The proposal marks a radical departure from the traditional Nuclear Regulatory Commission (NRC) process, which historically requires four to five years for environmental and design approvals as well as rigorous site selection. Trump claimed that while tech leaders initially “didn’t believe him,” he assured them the government would deliver approvals for oil and gas plants in just two weeks, with nuclear projects following in three.

Trump said he wasn’t “a big fan” of nuclear power before, but now sees it as a newly viable solution due to safety improvements. 

“The progress they’ve made with nuclear is unbelievable,” he said. “We’re very much into the world of nuclear energy, and we can have it now at good prices and very, very safe.” 
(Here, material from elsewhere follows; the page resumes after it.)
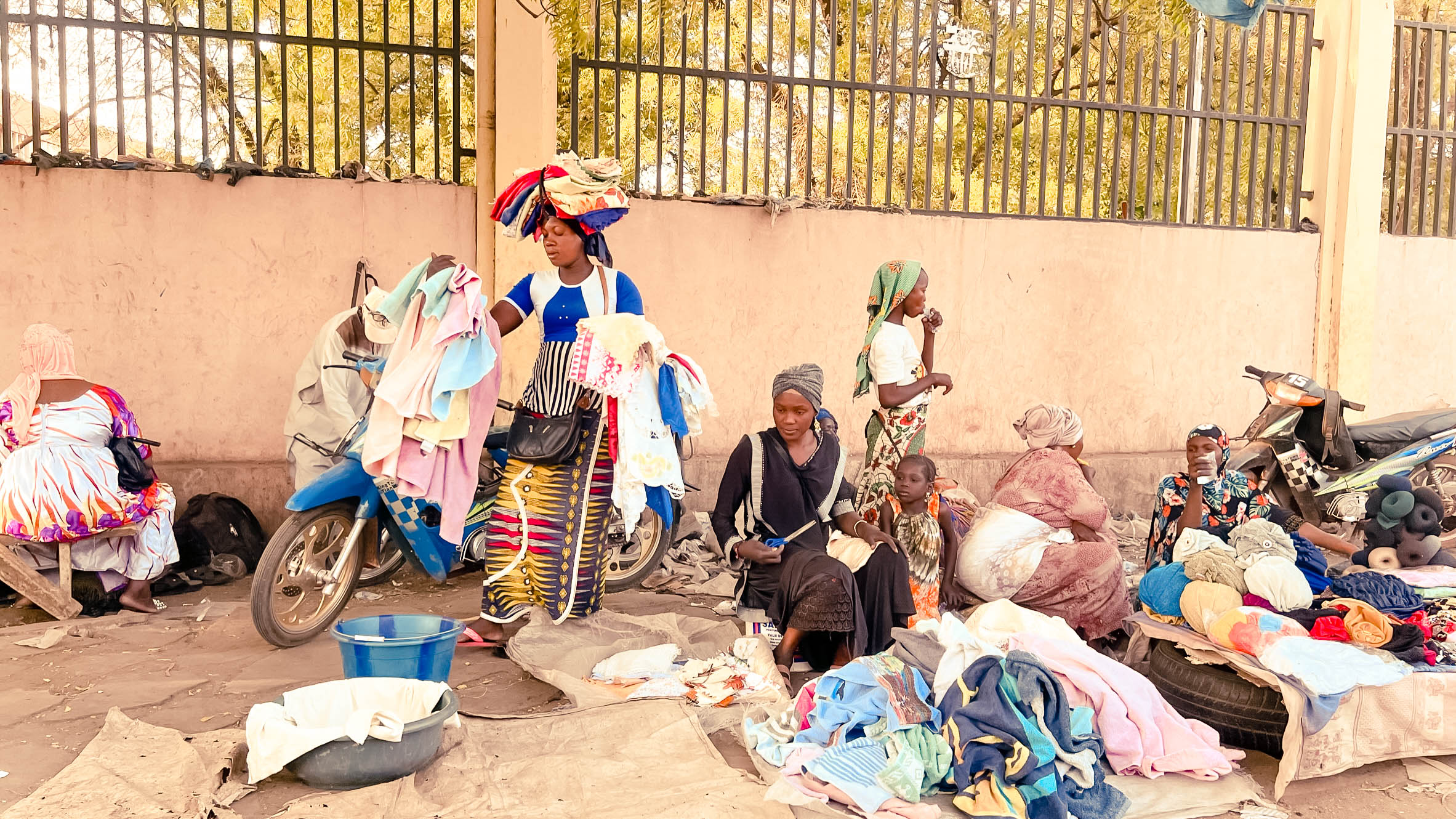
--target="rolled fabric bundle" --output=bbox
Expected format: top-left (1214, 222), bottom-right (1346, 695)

While the potential upcoming wave of small modular nuclear reactors (SMR) could receive regulatory approvals in less than two years, there is little basis for going through an approval process with the Nuclear Regulatory Commission in closer to three weeks, and such an expedited process would trigger widespread concerns about safety and environmental risks.
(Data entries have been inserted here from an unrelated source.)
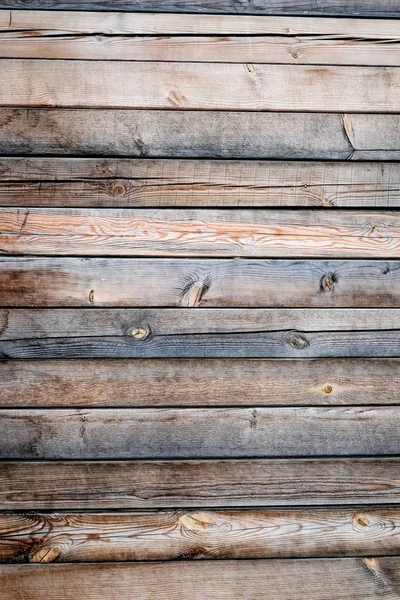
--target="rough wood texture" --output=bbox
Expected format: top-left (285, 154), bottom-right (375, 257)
top-left (0, 558), bottom-right (400, 600)
top-left (0, 10), bottom-right (400, 66)
top-left (0, 359), bottom-right (400, 408)
top-left (0, 0), bottom-right (400, 17)
top-left (0, 256), bottom-right (400, 308)
top-left (0, 458), bottom-right (400, 511)
top-left (0, 108), bottom-right (400, 160)
top-left (0, 208), bottom-right (400, 258)
top-left (0, 407), bottom-right (400, 460)
top-left (0, 507), bottom-right (400, 563)
top-left (0, 59), bottom-right (400, 113)
top-left (0, 158), bottom-right (400, 208)
top-left (0, 309), bottom-right (400, 358)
Trump also touted a new energy alliance with Venezuela, noting the U.S. secured 50 million barrels of oil last week following the “end of an attack” on the nation that led to the deposition of President Nicolás Maduro. He said the new cooperation between the two nations would make Venezuela “fantastically well” while driving U.S. gasoline prices toward $2.00 a gallon.

Gasoline prices are the main inflationary measure by which costs have fallen during the first year of the new Trump administration. But they’re nowhere close to $2.00 per gallon. The national average for a gallon of regular unleaded is $2.76 per gallon this week, down 32 cents from a year ago, primarily because of rising OPEC oil production.

But Trump drew a sharp contrast with Europe’s energy landscape. Trump mocked the “Green New Scam,” citing a 64% spike in German electricity prices and the “catastrophic” decline of energy production in the United Kingdom. He targeted the North Sea and the proliferation of wind farms, which he labeled “losers” that “kill the birds.”

“Stupid people buy” wind farms, Trump laughed.